Les “trackers” ou ETF

Un tracker ou ETF sur l’or est une sorte de fonds d’investissement ayant uniquement misé sur le métal jaune. Ils sont faciles à traiter, s’échangeant pour la plupart en Bourse comme une action, et offrent généralement une structure de frais assez légère. On en distingue de deux types, les synthétiques et les physiques. Les premiers sont peu indiqués pour un placement en or destiné à jouer le rôle de valeur refuge, notamment en cas de crise financière. Les trackers synthétiques n’investissent en effet pas directement dans le sous-jacent, soit l’or dans ce cas, mais dans un produit dérivé qui fait intervenir une tierce partie (comme une banque d’investissement). Cela ajoute un risque de contrepartie, laquelle avait fait scandale lors de la chute de Lehman Brothers car la banque servait de contrepartie pour de nombreux produits financiers. Un tracker physique investit par contre directement dans de l’or conservé dans des coffres.

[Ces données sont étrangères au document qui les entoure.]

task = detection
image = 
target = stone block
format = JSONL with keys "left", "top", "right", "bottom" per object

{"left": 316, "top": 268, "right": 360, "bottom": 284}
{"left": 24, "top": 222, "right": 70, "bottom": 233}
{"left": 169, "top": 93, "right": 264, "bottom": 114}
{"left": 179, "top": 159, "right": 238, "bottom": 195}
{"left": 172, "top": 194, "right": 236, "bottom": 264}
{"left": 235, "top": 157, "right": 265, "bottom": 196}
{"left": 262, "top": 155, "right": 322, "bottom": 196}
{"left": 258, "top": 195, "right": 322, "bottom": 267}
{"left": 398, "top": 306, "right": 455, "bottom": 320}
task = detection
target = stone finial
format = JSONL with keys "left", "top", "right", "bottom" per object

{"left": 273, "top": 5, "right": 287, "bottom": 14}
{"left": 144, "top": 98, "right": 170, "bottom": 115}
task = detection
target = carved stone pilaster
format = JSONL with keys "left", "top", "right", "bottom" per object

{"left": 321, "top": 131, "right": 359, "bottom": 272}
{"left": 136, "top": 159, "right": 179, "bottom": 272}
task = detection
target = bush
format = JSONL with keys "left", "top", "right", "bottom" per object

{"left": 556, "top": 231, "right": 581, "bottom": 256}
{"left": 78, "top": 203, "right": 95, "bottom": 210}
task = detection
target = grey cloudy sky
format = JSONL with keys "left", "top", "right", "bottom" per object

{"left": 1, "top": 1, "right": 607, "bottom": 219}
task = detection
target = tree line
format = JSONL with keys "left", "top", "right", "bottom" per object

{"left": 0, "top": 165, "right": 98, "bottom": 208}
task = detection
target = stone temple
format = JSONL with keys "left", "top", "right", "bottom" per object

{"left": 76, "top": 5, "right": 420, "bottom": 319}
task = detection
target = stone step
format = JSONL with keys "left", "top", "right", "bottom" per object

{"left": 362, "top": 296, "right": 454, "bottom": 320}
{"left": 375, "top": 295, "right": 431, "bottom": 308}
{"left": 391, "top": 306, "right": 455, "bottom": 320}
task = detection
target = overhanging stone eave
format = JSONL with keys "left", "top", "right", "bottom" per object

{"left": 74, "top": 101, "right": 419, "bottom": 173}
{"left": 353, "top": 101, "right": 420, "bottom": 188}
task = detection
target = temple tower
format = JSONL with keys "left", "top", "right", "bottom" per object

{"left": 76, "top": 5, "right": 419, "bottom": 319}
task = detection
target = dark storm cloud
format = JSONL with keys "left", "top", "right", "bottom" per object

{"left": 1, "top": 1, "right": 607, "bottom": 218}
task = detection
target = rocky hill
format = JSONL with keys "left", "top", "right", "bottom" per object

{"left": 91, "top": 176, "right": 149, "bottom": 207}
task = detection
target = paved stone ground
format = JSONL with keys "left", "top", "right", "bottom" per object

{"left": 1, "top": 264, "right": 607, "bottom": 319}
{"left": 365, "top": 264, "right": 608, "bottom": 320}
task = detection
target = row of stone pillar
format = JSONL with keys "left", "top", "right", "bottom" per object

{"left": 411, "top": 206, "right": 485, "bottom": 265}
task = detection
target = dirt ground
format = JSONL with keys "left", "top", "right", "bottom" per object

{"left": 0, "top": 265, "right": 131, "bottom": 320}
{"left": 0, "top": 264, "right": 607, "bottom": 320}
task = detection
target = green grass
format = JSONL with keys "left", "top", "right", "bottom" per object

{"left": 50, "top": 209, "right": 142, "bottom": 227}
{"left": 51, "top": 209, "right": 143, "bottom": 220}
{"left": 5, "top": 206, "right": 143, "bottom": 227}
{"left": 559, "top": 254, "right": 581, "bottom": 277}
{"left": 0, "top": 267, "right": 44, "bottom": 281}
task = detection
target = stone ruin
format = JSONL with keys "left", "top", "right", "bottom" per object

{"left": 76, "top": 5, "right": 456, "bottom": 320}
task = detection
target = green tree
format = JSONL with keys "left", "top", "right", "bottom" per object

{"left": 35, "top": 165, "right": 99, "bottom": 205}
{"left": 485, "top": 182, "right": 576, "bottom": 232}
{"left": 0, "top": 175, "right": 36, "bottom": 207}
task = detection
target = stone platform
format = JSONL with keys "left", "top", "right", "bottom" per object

Le plus important est le SPDR Gold Shares, coté en Bourse de New York depuis 2004 sous le code Isin US78463V1070, avec 790 tonnes d’or. Les frais annuels s’élèvent à 0,40%. Sur Euronext Paris, le Gold Bullion Securities est proposé par le spécialiste des trackers WisdomTree. Il est coté en euros sous le code Isin GB00B00FHZ82 et a l’avantage d’être d’ores et déjà approuvé pour la Belgique dans le cadre de la nouvelle réglementation. Les frais sont de 0,4% par an.

Les mines d’or

Les plus importants groupes miniers spécialisés dans l’or sont cotés en Bourse comme les canadiens Goldcorp et Barrick Gold ou l’américain Newmont Mining. Ils profitent évidemment de la hausse du cours du métal jaune. Les mines aurifères ne peuvent toutefois être considérées comme des valeurs refuge. En période de krach boursier, elles sont également sujettes à d’importants dégagements. Newmont Mining avait par exemple perdu plus de la moitié de sa valeur à l’automne 2008. Par ailleurs, le prix de l’or n’est pas le seul élément influençant leurs résultats. Il est également nécessaire de tenir compte des coûts. Chez Barrick Gold, le coût en cash (hors investissements) était de 588 dollars en 2018, plus du double de 2007 (265 dollars). Un investissement en mines d’or est davantage comparable à un placement en actions qu’à une réelle voie de diversification.

Les produits dérivés

Des produits comme des warrants, options ou futures permettent de miser sur une hausse (ou même une baisse) du prix de l’or avec un effet de levier. C’est-à-dire que le cours de votre placement évoluera x fois plus vite que le cours de l’or. Il s’agit toutefois de produits spéculatifs réservés à des investisseurs avertis et nullement destinés à jouer un rôle de valeur refuge.

1.329 dollars

Le prix de l’once de métal jaune au 25 février 2019.